Venedocia is a village in Van Wert County, Ohio, United States. The population was 140 at the 2020 census. It is included within the Van Wert, Ohio Micropolitan Statistical Area and the Lima-Van Wert-Wapakoneta, OH Combined Statistical Area.

==History==
A post office called Venedocia has been in operation since 1866. The village was originally built up chiefly by Welsh settlers.

==Geography==

According to the United States Census Bureau, the village has a total area of 0.13 sqmi, all land.

==Demographics==

Historical population
| Census | Pop. | Note | %± |
| 1900 | 199 |  | — |
| 1910 | 247 |  | 24.1% |
| 1920 | 180 |  | −27.1% |
| 1930 | 164 |  | −8.9% |
| 1940 | 174 |  | 6.1% |
| 1950 | 170 |  | −2.3% |
| 1960 | 200 |  | 17.6% |
| 1970 | 202 |  | 1.0% |
| 1980 | 161 |  | −20.3% |
| 1990 | 158 |  | −1.9% |
| 2000 | 160 |  | 1.3% |
| 2010 | 124 |  | −22.5% |
| 2020 | 140 |  | 12.9% |
U.S. Decennial Census

===2010 census===
As of the census of 2010, there were 124 people, 53 households, and 30 families living in the village.

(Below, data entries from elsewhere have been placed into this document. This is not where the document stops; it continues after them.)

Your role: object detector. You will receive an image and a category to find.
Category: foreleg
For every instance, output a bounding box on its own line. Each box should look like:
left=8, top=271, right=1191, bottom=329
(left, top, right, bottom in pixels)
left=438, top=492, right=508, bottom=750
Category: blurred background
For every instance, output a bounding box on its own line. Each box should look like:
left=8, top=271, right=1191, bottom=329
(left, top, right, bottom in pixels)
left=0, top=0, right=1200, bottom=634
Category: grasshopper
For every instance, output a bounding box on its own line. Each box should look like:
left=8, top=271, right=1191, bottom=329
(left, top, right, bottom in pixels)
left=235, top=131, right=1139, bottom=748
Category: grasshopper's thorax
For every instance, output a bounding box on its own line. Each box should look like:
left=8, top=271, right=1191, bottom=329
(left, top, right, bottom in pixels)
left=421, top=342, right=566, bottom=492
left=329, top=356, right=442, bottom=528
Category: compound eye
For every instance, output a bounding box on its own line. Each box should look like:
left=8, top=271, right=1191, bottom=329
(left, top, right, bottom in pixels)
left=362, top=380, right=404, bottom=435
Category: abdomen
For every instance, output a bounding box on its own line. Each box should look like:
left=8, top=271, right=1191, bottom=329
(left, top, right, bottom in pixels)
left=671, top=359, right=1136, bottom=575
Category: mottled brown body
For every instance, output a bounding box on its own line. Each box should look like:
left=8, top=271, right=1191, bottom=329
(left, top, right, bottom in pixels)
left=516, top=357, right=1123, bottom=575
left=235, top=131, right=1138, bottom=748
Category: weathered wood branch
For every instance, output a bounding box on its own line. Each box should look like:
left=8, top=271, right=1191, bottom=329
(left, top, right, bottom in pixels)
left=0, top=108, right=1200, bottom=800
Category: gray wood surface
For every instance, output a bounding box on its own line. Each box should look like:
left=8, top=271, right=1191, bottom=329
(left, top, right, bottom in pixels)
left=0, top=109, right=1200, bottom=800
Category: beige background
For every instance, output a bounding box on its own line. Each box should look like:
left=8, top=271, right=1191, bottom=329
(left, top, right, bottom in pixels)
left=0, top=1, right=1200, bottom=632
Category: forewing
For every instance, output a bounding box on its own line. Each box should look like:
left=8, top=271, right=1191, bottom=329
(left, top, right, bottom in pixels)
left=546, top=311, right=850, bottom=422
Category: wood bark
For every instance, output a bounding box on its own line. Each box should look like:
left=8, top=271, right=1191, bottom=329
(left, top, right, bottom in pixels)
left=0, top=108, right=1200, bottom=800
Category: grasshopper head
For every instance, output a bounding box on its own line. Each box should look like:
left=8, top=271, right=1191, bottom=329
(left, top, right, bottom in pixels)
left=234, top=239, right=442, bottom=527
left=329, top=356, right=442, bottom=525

The population density was 953.8 PD/sqmi. There were 58 housing units at an average density of 446.2 /sqmi. The racial makeup of the village was 97.6% White, 0.8% African American, and 1.6% from two or more races.

There were 53 households, of which 24.5% had children under the age of 18 living with them, 47.2% were married couples living together, 7.5% had a female householder with no husband present, 1.9% had a male householder with no wife present, and 43.4% were non-families. 39.6% of all households were made up of individuals, and 15.1% had someone living alone who was 65 years of age or older. The average household size was 2.34 and the average family size was 3.10.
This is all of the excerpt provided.